Continuing trends were the theme this week for mortgage applications and mortgage rates. Economic and mortgage data released highlight two constants from the past several weeks: dropping mortgage applications and steady mortgage rates.

Here is a brief wrapup of the week’s economic news and data released by Thursday, March 25.

Foreign Debt Hurts U.S. Mortgage Rates

Debt troubles in Greece that are spreading through the European Union created a major sell off in the US mortgage-backed securities markets. If you had a mortgage application in process for a refinance mortgage or purchase mortgage, you would have done well to lock your mortgage rate on Tuesday, as the market had its biggest one-day increase in yields (rates) in more than a month, as investors worried about foreign debt sold fast and furious on all bond markets.

Mortgage Applications Down Mortgage Rates Flat

In its Weekly Applications Survey for the week ending March 19, the Mortgage Bankers Association (MBA) announced that mortgage applications for the week dropped 3.9%. This drop continues a decline in weekly mortgage applications reaching back over seven weeks. Loan applications for refinance mortgages continue to outpace loan applications for purchase mortgages, but the gap is shrinking. For the week ending March 19, refinance mortgage applications composed 65% of total loan applications, the lowest level since the last week of October 2009.

In the release, the MBA announced that mortgage rates for the contract 30-year fixed rate for purchase mortgages of 80% loan-to-value ratios remained essentially flat. The interest rate increased to 5.01% from 4.91%; however, the drop in cost (i.e., points) to 0.76 from 1.30 leaves the effective rate flat. The contract 30-year rate has been very steady for several weeks in the survey.

Home Sales

Existing home sales for February were down a bit from January, though not significantly. This was not an unanticipated release, given the mirroring trend in weekly mortgage applications. New home sales were down significantly and are at their lowest number in several years. Much of the decline was attributed to the bad winter weather in February. Declining home sales as a trend may increase, as Bank of America has led other major lenders in changing their loan modification guidelines, agreeing to reduce principal on over 65,000 borrowers’ mortgages. Increased modifications should result in decreased foreclosures, which should decrease inventory for existing home sales.


This past week, 442,000 Americans filed initial claims for unemployment insurance. Currently there are 4.65 million Americans on continued unemployment and over 8 million jobs lost since January 2008. The initial claims number has been dropping over the past several weeks, which is somewhat good news.
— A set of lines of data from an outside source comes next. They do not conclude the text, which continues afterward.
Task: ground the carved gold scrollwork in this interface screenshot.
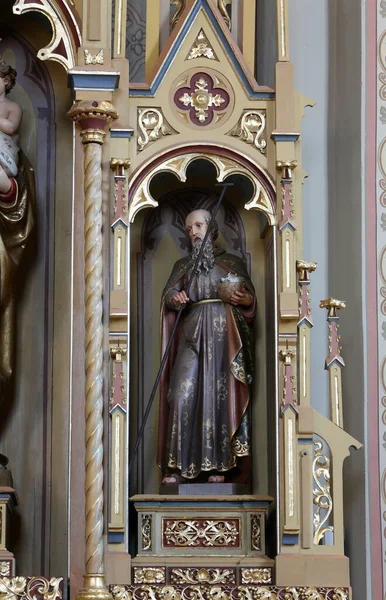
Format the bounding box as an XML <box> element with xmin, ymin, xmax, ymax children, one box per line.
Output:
<box><xmin>229</xmin><ymin>111</ymin><xmax>267</xmax><ymax>153</ymax></box>
<box><xmin>110</xmin><ymin>585</ymin><xmax>350</xmax><ymax>600</ymax></box>
<box><xmin>0</xmin><ymin>577</ymin><xmax>63</xmax><ymax>600</ymax></box>
<box><xmin>137</xmin><ymin>109</ymin><xmax>177</xmax><ymax>152</ymax></box>
<box><xmin>141</xmin><ymin>514</ymin><xmax>152</xmax><ymax>551</ymax></box>
<box><xmin>111</xmin><ymin>587</ymin><xmax>131</xmax><ymax>600</ymax></box>
<box><xmin>163</xmin><ymin>519</ymin><xmax>240</xmax><ymax>547</ymax></box>
<box><xmin>240</xmin><ymin>569</ymin><xmax>272</xmax><ymax>584</ymax></box>
<box><xmin>170</xmin><ymin>568</ymin><xmax>235</xmax><ymax>585</ymax></box>
<box><xmin>170</xmin><ymin>0</ymin><xmax>231</xmax><ymax>29</ymax></box>
<box><xmin>250</xmin><ymin>514</ymin><xmax>261</xmax><ymax>550</ymax></box>
<box><xmin>171</xmin><ymin>0</ymin><xmax>185</xmax><ymax>28</ymax></box>
<box><xmin>313</xmin><ymin>439</ymin><xmax>334</xmax><ymax>545</ymax></box>
<box><xmin>0</xmin><ymin>562</ymin><xmax>11</xmax><ymax>577</ymax></box>
<box><xmin>133</xmin><ymin>568</ymin><xmax>165</xmax><ymax>584</ymax></box>
<box><xmin>217</xmin><ymin>0</ymin><xmax>231</xmax><ymax>28</ymax></box>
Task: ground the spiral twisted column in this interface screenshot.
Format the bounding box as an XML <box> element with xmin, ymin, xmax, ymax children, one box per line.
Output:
<box><xmin>68</xmin><ymin>100</ymin><xmax>118</xmax><ymax>600</ymax></box>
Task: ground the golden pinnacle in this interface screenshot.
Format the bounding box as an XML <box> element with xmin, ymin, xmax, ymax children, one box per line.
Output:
<box><xmin>320</xmin><ymin>297</ymin><xmax>346</xmax><ymax>318</ymax></box>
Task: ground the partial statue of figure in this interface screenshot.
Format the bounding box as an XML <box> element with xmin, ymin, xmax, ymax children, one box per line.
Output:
<box><xmin>0</xmin><ymin>453</ymin><xmax>13</xmax><ymax>486</ymax></box>
<box><xmin>0</xmin><ymin>56</ymin><xmax>34</xmax><ymax>384</ymax></box>
<box><xmin>0</xmin><ymin>58</ymin><xmax>21</xmax><ymax>190</ymax></box>
<box><xmin>157</xmin><ymin>209</ymin><xmax>256</xmax><ymax>484</ymax></box>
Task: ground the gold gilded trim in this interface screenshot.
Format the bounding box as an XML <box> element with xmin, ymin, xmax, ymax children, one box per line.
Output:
<box><xmin>171</xmin><ymin>0</ymin><xmax>185</xmax><ymax>29</ymax></box>
<box><xmin>142</xmin><ymin>514</ymin><xmax>152</xmax><ymax>551</ymax></box>
<box><xmin>129</xmin><ymin>152</ymin><xmax>276</xmax><ymax>225</ymax></box>
<box><xmin>313</xmin><ymin>439</ymin><xmax>333</xmax><ymax>545</ymax></box>
<box><xmin>133</xmin><ymin>568</ymin><xmax>165</xmax><ymax>584</ymax></box>
<box><xmin>217</xmin><ymin>0</ymin><xmax>231</xmax><ymax>29</ymax></box>
<box><xmin>163</xmin><ymin>518</ymin><xmax>240</xmax><ymax>548</ymax></box>
<box><xmin>13</xmin><ymin>0</ymin><xmax>77</xmax><ymax>70</ymax></box>
<box><xmin>170</xmin><ymin>568</ymin><xmax>235</xmax><ymax>585</ymax></box>
<box><xmin>111</xmin><ymin>585</ymin><xmax>349</xmax><ymax>600</ymax></box>
<box><xmin>137</xmin><ymin>108</ymin><xmax>177</xmax><ymax>152</ymax></box>
<box><xmin>0</xmin><ymin>577</ymin><xmax>63</xmax><ymax>600</ymax></box>
<box><xmin>187</xmin><ymin>30</ymin><xmax>218</xmax><ymax>61</ymax></box>
<box><xmin>84</xmin><ymin>49</ymin><xmax>104</xmax><ymax>65</ymax></box>
<box><xmin>229</xmin><ymin>111</ymin><xmax>267</xmax><ymax>154</ymax></box>
<box><xmin>319</xmin><ymin>297</ymin><xmax>346</xmax><ymax>318</ymax></box>
<box><xmin>240</xmin><ymin>569</ymin><xmax>272</xmax><ymax>585</ymax></box>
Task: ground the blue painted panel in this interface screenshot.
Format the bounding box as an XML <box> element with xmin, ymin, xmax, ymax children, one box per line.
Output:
<box><xmin>110</xmin><ymin>129</ymin><xmax>134</xmax><ymax>138</ymax></box>
<box><xmin>108</xmin><ymin>531</ymin><xmax>125</xmax><ymax>543</ymax></box>
<box><xmin>271</xmin><ymin>134</ymin><xmax>300</xmax><ymax>142</ymax></box>
<box><xmin>68</xmin><ymin>72</ymin><xmax>120</xmax><ymax>91</ymax></box>
<box><xmin>282</xmin><ymin>533</ymin><xmax>299</xmax><ymax>545</ymax></box>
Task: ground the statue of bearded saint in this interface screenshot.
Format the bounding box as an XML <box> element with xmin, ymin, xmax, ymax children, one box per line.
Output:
<box><xmin>157</xmin><ymin>209</ymin><xmax>256</xmax><ymax>484</ymax></box>
<box><xmin>0</xmin><ymin>56</ymin><xmax>34</xmax><ymax>387</ymax></box>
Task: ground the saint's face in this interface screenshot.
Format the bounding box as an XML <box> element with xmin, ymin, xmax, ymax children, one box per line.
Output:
<box><xmin>185</xmin><ymin>211</ymin><xmax>209</xmax><ymax>243</ymax></box>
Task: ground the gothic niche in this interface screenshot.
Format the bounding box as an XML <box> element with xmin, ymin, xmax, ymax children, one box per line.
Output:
<box><xmin>128</xmin><ymin>158</ymin><xmax>277</xmax><ymax>500</ymax></box>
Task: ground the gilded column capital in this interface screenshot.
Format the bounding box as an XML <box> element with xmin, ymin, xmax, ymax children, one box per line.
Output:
<box><xmin>67</xmin><ymin>100</ymin><xmax>119</xmax><ymax>144</ymax></box>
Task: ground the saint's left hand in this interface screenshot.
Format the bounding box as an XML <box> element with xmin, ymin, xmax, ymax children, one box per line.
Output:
<box><xmin>229</xmin><ymin>289</ymin><xmax>253</xmax><ymax>307</ymax></box>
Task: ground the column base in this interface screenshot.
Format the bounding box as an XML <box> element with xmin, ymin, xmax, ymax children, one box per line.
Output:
<box><xmin>76</xmin><ymin>574</ymin><xmax>113</xmax><ymax>600</ymax></box>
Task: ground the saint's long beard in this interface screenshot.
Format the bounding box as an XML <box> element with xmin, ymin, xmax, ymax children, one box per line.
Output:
<box><xmin>190</xmin><ymin>238</ymin><xmax>215</xmax><ymax>274</ymax></box>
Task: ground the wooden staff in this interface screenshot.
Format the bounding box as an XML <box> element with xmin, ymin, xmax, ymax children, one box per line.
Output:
<box><xmin>129</xmin><ymin>182</ymin><xmax>234</xmax><ymax>474</ymax></box>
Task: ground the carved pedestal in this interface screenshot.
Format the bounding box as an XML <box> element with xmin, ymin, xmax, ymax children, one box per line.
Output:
<box><xmin>107</xmin><ymin>495</ymin><xmax>352</xmax><ymax>598</ymax></box>
<box><xmin>130</xmin><ymin>494</ymin><xmax>274</xmax><ymax>584</ymax></box>
<box><xmin>0</xmin><ymin>487</ymin><xmax>17</xmax><ymax>576</ymax></box>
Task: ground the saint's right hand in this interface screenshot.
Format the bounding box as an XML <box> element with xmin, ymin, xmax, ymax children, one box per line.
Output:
<box><xmin>170</xmin><ymin>290</ymin><xmax>189</xmax><ymax>308</ymax></box>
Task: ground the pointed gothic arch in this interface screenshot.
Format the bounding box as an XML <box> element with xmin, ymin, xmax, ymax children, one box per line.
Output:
<box><xmin>128</xmin><ymin>143</ymin><xmax>277</xmax><ymax>225</ymax></box>
<box><xmin>12</xmin><ymin>0</ymin><xmax>81</xmax><ymax>71</ymax></box>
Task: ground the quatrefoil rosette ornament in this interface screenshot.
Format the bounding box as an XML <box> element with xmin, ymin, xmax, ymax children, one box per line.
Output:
<box><xmin>172</xmin><ymin>70</ymin><xmax>234</xmax><ymax>128</ymax></box>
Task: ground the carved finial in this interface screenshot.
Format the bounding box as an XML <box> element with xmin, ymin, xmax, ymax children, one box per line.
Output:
<box><xmin>110</xmin><ymin>158</ymin><xmax>131</xmax><ymax>175</ymax></box>
<box><xmin>296</xmin><ymin>260</ymin><xmax>317</xmax><ymax>282</ymax></box>
<box><xmin>110</xmin><ymin>344</ymin><xmax>127</xmax><ymax>362</ymax></box>
<box><xmin>276</xmin><ymin>159</ymin><xmax>298</xmax><ymax>180</ymax></box>
<box><xmin>320</xmin><ymin>298</ymin><xmax>346</xmax><ymax>319</ymax></box>
<box><xmin>279</xmin><ymin>348</ymin><xmax>296</xmax><ymax>365</ymax></box>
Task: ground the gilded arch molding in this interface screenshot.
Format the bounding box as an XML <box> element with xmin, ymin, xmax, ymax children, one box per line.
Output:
<box><xmin>12</xmin><ymin>0</ymin><xmax>81</xmax><ymax>71</ymax></box>
<box><xmin>128</xmin><ymin>146</ymin><xmax>277</xmax><ymax>225</ymax></box>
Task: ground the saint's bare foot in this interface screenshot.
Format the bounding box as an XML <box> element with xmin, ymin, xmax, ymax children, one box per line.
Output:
<box><xmin>161</xmin><ymin>474</ymin><xmax>184</xmax><ymax>484</ymax></box>
<box><xmin>208</xmin><ymin>474</ymin><xmax>225</xmax><ymax>483</ymax></box>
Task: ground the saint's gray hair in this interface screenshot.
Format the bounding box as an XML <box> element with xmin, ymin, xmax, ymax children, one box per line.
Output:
<box><xmin>203</xmin><ymin>214</ymin><xmax>219</xmax><ymax>241</ymax></box>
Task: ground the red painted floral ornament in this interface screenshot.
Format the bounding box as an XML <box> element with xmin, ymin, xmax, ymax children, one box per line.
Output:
<box><xmin>173</xmin><ymin>70</ymin><xmax>233</xmax><ymax>127</ymax></box>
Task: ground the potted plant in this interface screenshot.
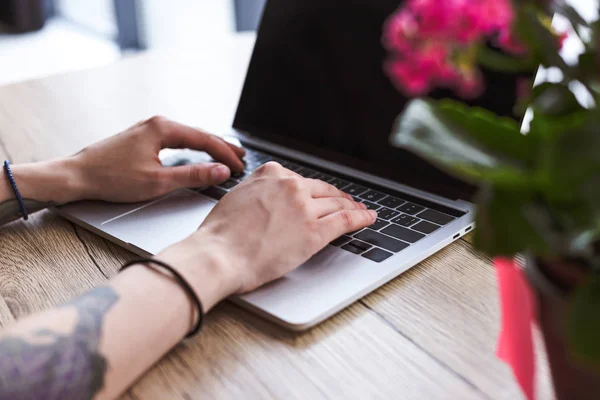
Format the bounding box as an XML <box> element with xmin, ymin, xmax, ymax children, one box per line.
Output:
<box><xmin>383</xmin><ymin>0</ymin><xmax>600</xmax><ymax>399</ymax></box>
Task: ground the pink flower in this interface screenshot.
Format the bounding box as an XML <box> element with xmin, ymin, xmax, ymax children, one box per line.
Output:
<box><xmin>386</xmin><ymin>59</ymin><xmax>432</xmax><ymax>96</ymax></box>
<box><xmin>383</xmin><ymin>11</ymin><xmax>418</xmax><ymax>53</ymax></box>
<box><xmin>498</xmin><ymin>30</ymin><xmax>528</xmax><ymax>55</ymax></box>
<box><xmin>558</xmin><ymin>31</ymin><xmax>569</xmax><ymax>50</ymax></box>
<box><xmin>478</xmin><ymin>0</ymin><xmax>514</xmax><ymax>33</ymax></box>
<box><xmin>457</xmin><ymin>69</ymin><xmax>485</xmax><ymax>99</ymax></box>
<box><xmin>383</xmin><ymin>0</ymin><xmax>522</xmax><ymax>99</ymax></box>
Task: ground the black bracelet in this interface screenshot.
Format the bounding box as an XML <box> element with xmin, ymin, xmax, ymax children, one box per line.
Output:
<box><xmin>120</xmin><ymin>258</ymin><xmax>204</xmax><ymax>338</ymax></box>
<box><xmin>3</xmin><ymin>160</ymin><xmax>29</xmax><ymax>220</ymax></box>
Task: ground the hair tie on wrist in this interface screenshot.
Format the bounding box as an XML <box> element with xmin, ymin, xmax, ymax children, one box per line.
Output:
<box><xmin>120</xmin><ymin>258</ymin><xmax>204</xmax><ymax>338</ymax></box>
<box><xmin>3</xmin><ymin>160</ymin><xmax>28</xmax><ymax>220</ymax></box>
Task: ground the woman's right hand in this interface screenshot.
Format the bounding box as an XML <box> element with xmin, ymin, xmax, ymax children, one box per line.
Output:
<box><xmin>157</xmin><ymin>162</ymin><xmax>376</xmax><ymax>310</ymax></box>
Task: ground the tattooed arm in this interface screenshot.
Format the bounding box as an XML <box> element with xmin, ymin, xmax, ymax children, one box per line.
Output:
<box><xmin>0</xmin><ymin>250</ymin><xmax>229</xmax><ymax>400</ymax></box>
<box><xmin>0</xmin><ymin>162</ymin><xmax>374</xmax><ymax>399</ymax></box>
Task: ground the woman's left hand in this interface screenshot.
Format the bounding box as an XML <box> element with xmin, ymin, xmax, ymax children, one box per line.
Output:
<box><xmin>6</xmin><ymin>116</ymin><xmax>246</xmax><ymax>204</ymax></box>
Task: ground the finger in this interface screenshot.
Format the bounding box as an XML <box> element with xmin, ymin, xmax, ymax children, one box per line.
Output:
<box><xmin>305</xmin><ymin>178</ymin><xmax>353</xmax><ymax>200</ymax></box>
<box><xmin>159</xmin><ymin>121</ymin><xmax>245</xmax><ymax>172</ymax></box>
<box><xmin>318</xmin><ymin>209</ymin><xmax>377</xmax><ymax>242</ymax></box>
<box><xmin>312</xmin><ymin>197</ymin><xmax>366</xmax><ymax>218</ymax></box>
<box><xmin>226</xmin><ymin>141</ymin><xmax>246</xmax><ymax>158</ymax></box>
<box><xmin>162</xmin><ymin>162</ymin><xmax>231</xmax><ymax>190</ymax></box>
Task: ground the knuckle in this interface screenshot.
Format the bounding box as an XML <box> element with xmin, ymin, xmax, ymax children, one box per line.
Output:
<box><xmin>339</xmin><ymin>210</ymin><xmax>353</xmax><ymax>230</ymax></box>
<box><xmin>333</xmin><ymin>198</ymin><xmax>346</xmax><ymax>211</ymax></box>
<box><xmin>146</xmin><ymin>115</ymin><xmax>169</xmax><ymax>134</ymax></box>
<box><xmin>297</xmin><ymin>198</ymin><xmax>311</xmax><ymax>215</ymax></box>
<box><xmin>282</xmin><ymin>176</ymin><xmax>303</xmax><ymax>192</ymax></box>
<box><xmin>255</xmin><ymin>161</ymin><xmax>281</xmax><ymax>176</ymax></box>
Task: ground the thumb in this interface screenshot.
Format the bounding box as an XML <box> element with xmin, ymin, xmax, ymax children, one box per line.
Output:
<box><xmin>164</xmin><ymin>163</ymin><xmax>231</xmax><ymax>189</ymax></box>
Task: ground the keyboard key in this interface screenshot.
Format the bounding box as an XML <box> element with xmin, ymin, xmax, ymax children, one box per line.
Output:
<box><xmin>345</xmin><ymin>184</ymin><xmax>368</xmax><ymax>196</ymax></box>
<box><xmin>378</xmin><ymin>207</ymin><xmax>400</xmax><ymax>220</ymax></box>
<box><xmin>397</xmin><ymin>202</ymin><xmax>426</xmax><ymax>215</ymax></box>
<box><xmin>329</xmin><ymin>178</ymin><xmax>350</xmax><ymax>190</ymax></box>
<box><xmin>370</xmin><ymin>218</ymin><xmax>389</xmax><ymax>231</ymax></box>
<box><xmin>391</xmin><ymin>214</ymin><xmax>420</xmax><ymax>227</ymax></box>
<box><xmin>349</xmin><ymin>240</ymin><xmax>372</xmax><ymax>251</ymax></box>
<box><xmin>360</xmin><ymin>190</ymin><xmax>386</xmax><ymax>202</ymax></box>
<box><xmin>296</xmin><ymin>167</ymin><xmax>316</xmax><ymax>178</ymax></box>
<box><xmin>231</xmin><ymin>171</ymin><xmax>248</xmax><ymax>180</ymax></box>
<box><xmin>381</xmin><ymin>225</ymin><xmax>425</xmax><ymax>243</ymax></box>
<box><xmin>342</xmin><ymin>243</ymin><xmax>366</xmax><ymax>254</ymax></box>
<box><xmin>379</xmin><ymin>196</ymin><xmax>405</xmax><ymax>208</ymax></box>
<box><xmin>412</xmin><ymin>221</ymin><xmax>440</xmax><ymax>234</ymax></box>
<box><xmin>331</xmin><ymin>235</ymin><xmax>352</xmax><ymax>247</ymax></box>
<box><xmin>417</xmin><ymin>209</ymin><xmax>455</xmax><ymax>226</ymax></box>
<box><xmin>278</xmin><ymin>160</ymin><xmax>295</xmax><ymax>169</ymax></box>
<box><xmin>355</xmin><ymin>230</ymin><xmax>410</xmax><ymax>253</ymax></box>
<box><xmin>200</xmin><ymin>186</ymin><xmax>227</xmax><ymax>200</ymax></box>
<box><xmin>244</xmin><ymin>162</ymin><xmax>262</xmax><ymax>172</ymax></box>
<box><xmin>362</xmin><ymin>248</ymin><xmax>394</xmax><ymax>263</ymax></box>
<box><xmin>312</xmin><ymin>172</ymin><xmax>334</xmax><ymax>182</ymax></box>
<box><xmin>362</xmin><ymin>201</ymin><xmax>381</xmax><ymax>211</ymax></box>
<box><xmin>219</xmin><ymin>179</ymin><xmax>239</xmax><ymax>190</ymax></box>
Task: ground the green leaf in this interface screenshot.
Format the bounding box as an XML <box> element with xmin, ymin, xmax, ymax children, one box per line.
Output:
<box><xmin>577</xmin><ymin>52</ymin><xmax>599</xmax><ymax>85</ymax></box>
<box><xmin>473</xmin><ymin>185</ymin><xmax>551</xmax><ymax>257</ymax></box>
<box><xmin>568</xmin><ymin>275</ymin><xmax>600</xmax><ymax>367</ymax></box>
<box><xmin>528</xmin><ymin>107</ymin><xmax>588</xmax><ymax>141</ymax></box>
<box><xmin>527</xmin><ymin>109</ymin><xmax>593</xmax><ymax>203</ymax></box>
<box><xmin>514</xmin><ymin>5</ymin><xmax>571</xmax><ymax>73</ymax></box>
<box><xmin>531</xmin><ymin>82</ymin><xmax>583</xmax><ymax>116</ymax></box>
<box><xmin>477</xmin><ymin>46</ymin><xmax>536</xmax><ymax>74</ymax></box>
<box><xmin>391</xmin><ymin>99</ymin><xmax>532</xmax><ymax>174</ymax></box>
<box><xmin>547</xmin><ymin>110</ymin><xmax>600</xmax><ymax>181</ymax></box>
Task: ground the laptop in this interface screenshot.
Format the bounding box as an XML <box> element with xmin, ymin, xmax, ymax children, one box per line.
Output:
<box><xmin>57</xmin><ymin>0</ymin><xmax>524</xmax><ymax>330</ymax></box>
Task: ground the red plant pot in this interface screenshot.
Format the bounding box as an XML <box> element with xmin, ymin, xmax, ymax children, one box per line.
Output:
<box><xmin>524</xmin><ymin>255</ymin><xmax>600</xmax><ymax>400</ymax></box>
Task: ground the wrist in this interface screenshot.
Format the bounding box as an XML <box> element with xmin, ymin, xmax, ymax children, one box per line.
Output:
<box><xmin>156</xmin><ymin>234</ymin><xmax>240</xmax><ymax>311</ymax></box>
<box><xmin>5</xmin><ymin>157</ymin><xmax>86</xmax><ymax>204</ymax></box>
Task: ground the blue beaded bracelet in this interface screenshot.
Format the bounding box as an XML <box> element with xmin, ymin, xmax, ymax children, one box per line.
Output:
<box><xmin>3</xmin><ymin>160</ymin><xmax>29</xmax><ymax>220</ymax></box>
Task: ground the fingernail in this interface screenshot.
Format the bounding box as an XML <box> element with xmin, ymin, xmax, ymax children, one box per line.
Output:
<box><xmin>369</xmin><ymin>210</ymin><xmax>378</xmax><ymax>220</ymax></box>
<box><xmin>359</xmin><ymin>202</ymin><xmax>367</xmax><ymax>209</ymax></box>
<box><xmin>211</xmin><ymin>165</ymin><xmax>230</xmax><ymax>181</ymax></box>
<box><xmin>345</xmin><ymin>193</ymin><xmax>353</xmax><ymax>200</ymax></box>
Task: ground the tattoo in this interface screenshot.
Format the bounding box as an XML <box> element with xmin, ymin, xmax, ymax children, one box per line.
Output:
<box><xmin>0</xmin><ymin>199</ymin><xmax>54</xmax><ymax>226</ymax></box>
<box><xmin>0</xmin><ymin>287</ymin><xmax>119</xmax><ymax>400</ymax></box>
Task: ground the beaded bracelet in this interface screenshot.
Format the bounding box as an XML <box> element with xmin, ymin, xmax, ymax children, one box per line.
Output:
<box><xmin>3</xmin><ymin>160</ymin><xmax>28</xmax><ymax>220</ymax></box>
<box><xmin>120</xmin><ymin>258</ymin><xmax>204</xmax><ymax>337</ymax></box>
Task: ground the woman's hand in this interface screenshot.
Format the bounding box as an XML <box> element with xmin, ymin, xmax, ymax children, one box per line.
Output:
<box><xmin>157</xmin><ymin>162</ymin><xmax>377</xmax><ymax>310</ymax></box>
<box><xmin>6</xmin><ymin>116</ymin><xmax>245</xmax><ymax>205</ymax></box>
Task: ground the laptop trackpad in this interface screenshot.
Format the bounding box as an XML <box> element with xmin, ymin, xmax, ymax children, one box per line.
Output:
<box><xmin>101</xmin><ymin>190</ymin><xmax>216</xmax><ymax>254</ymax></box>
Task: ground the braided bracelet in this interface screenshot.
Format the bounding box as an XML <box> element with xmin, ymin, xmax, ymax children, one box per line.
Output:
<box><xmin>120</xmin><ymin>258</ymin><xmax>204</xmax><ymax>338</ymax></box>
<box><xmin>3</xmin><ymin>160</ymin><xmax>29</xmax><ymax>220</ymax></box>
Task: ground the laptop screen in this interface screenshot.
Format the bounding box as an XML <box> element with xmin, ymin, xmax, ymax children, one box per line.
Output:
<box><xmin>233</xmin><ymin>0</ymin><xmax>525</xmax><ymax>201</ymax></box>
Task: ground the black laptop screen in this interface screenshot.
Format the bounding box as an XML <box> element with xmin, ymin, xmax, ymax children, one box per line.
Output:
<box><xmin>233</xmin><ymin>0</ymin><xmax>525</xmax><ymax>201</ymax></box>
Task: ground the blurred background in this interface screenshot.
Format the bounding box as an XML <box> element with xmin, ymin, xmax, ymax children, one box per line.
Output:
<box><xmin>0</xmin><ymin>0</ymin><xmax>266</xmax><ymax>86</ymax></box>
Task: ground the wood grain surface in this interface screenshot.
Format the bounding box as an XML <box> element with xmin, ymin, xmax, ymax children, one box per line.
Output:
<box><xmin>0</xmin><ymin>36</ymin><xmax>552</xmax><ymax>399</ymax></box>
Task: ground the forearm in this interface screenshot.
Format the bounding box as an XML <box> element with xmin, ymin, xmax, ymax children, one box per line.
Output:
<box><xmin>0</xmin><ymin>158</ymin><xmax>85</xmax><ymax>225</ymax></box>
<box><xmin>0</xmin><ymin>240</ymin><xmax>233</xmax><ymax>400</ymax></box>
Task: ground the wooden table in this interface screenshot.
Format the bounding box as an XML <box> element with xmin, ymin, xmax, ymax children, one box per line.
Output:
<box><xmin>0</xmin><ymin>35</ymin><xmax>552</xmax><ymax>400</ymax></box>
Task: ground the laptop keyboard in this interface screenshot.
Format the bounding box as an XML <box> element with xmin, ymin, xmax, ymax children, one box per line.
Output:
<box><xmin>198</xmin><ymin>147</ymin><xmax>458</xmax><ymax>263</ymax></box>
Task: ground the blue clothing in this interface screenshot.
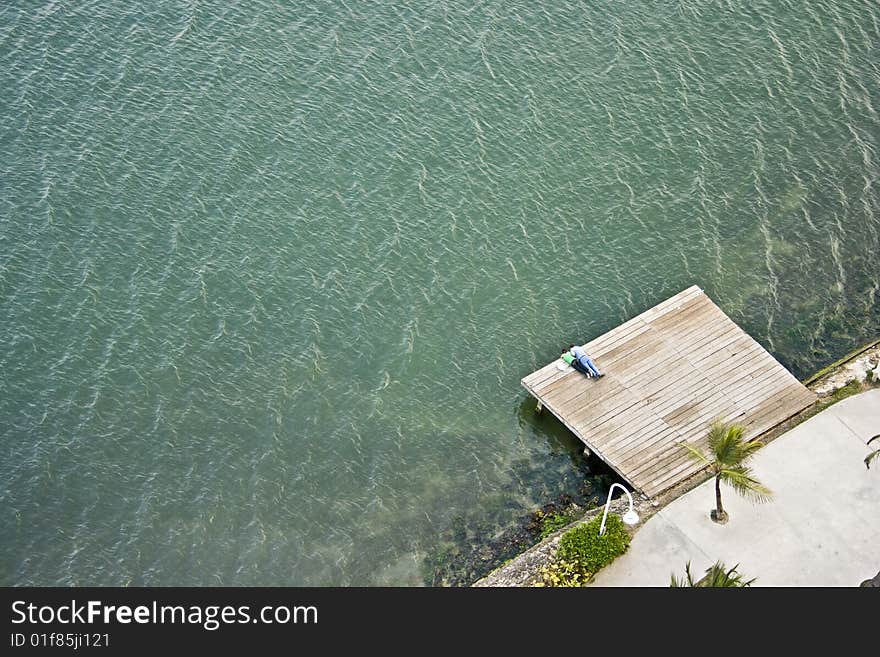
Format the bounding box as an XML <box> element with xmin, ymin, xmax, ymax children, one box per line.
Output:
<box><xmin>571</xmin><ymin>346</ymin><xmax>602</xmax><ymax>377</ymax></box>
<box><xmin>579</xmin><ymin>355</ymin><xmax>601</xmax><ymax>377</ymax></box>
<box><xmin>570</xmin><ymin>358</ymin><xmax>591</xmax><ymax>377</ymax></box>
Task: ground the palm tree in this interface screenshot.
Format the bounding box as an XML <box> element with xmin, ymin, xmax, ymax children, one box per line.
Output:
<box><xmin>670</xmin><ymin>561</ymin><xmax>755</xmax><ymax>587</ymax></box>
<box><xmin>683</xmin><ymin>420</ymin><xmax>772</xmax><ymax>523</ymax></box>
<box><xmin>866</xmin><ymin>434</ymin><xmax>879</xmax><ymax>470</ymax></box>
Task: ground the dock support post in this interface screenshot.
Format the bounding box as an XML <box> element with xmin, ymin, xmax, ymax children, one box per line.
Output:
<box><xmin>535</xmin><ymin>400</ymin><xmax>543</xmax><ymax>413</ymax></box>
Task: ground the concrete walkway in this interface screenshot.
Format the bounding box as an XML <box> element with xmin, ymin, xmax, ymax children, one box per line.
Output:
<box><xmin>591</xmin><ymin>389</ymin><xmax>880</xmax><ymax>586</ymax></box>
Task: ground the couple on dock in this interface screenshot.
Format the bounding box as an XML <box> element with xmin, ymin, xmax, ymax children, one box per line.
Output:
<box><xmin>561</xmin><ymin>344</ymin><xmax>603</xmax><ymax>379</ymax></box>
The bad news is that almost half a million men and women are filing for unemployment each week, but a sustained trend in decreasing new unemployment claims would signal a bottoming out of layoffs in the economy.

More Reform from Washington

With the health care reform bill signed into law by President Obama this week, the Senate begins to focus on the next sector it wishes to overhaul and significantly reform: banking and finance. The Senate Finance Committee is in the process of putting together major reforms that will impact banking, lending, investing and all sectors of the financial industry. Stay tuned to see how proposed reforms will impact your mortgage applications and mortgage rates.

Mortgage rates are under increasing pressure to rise. If you are planning a mortgage refinance or home purchase in the near future, keep an eye on the trends and be ready with your mortgage application to lock in a low mortgage rate.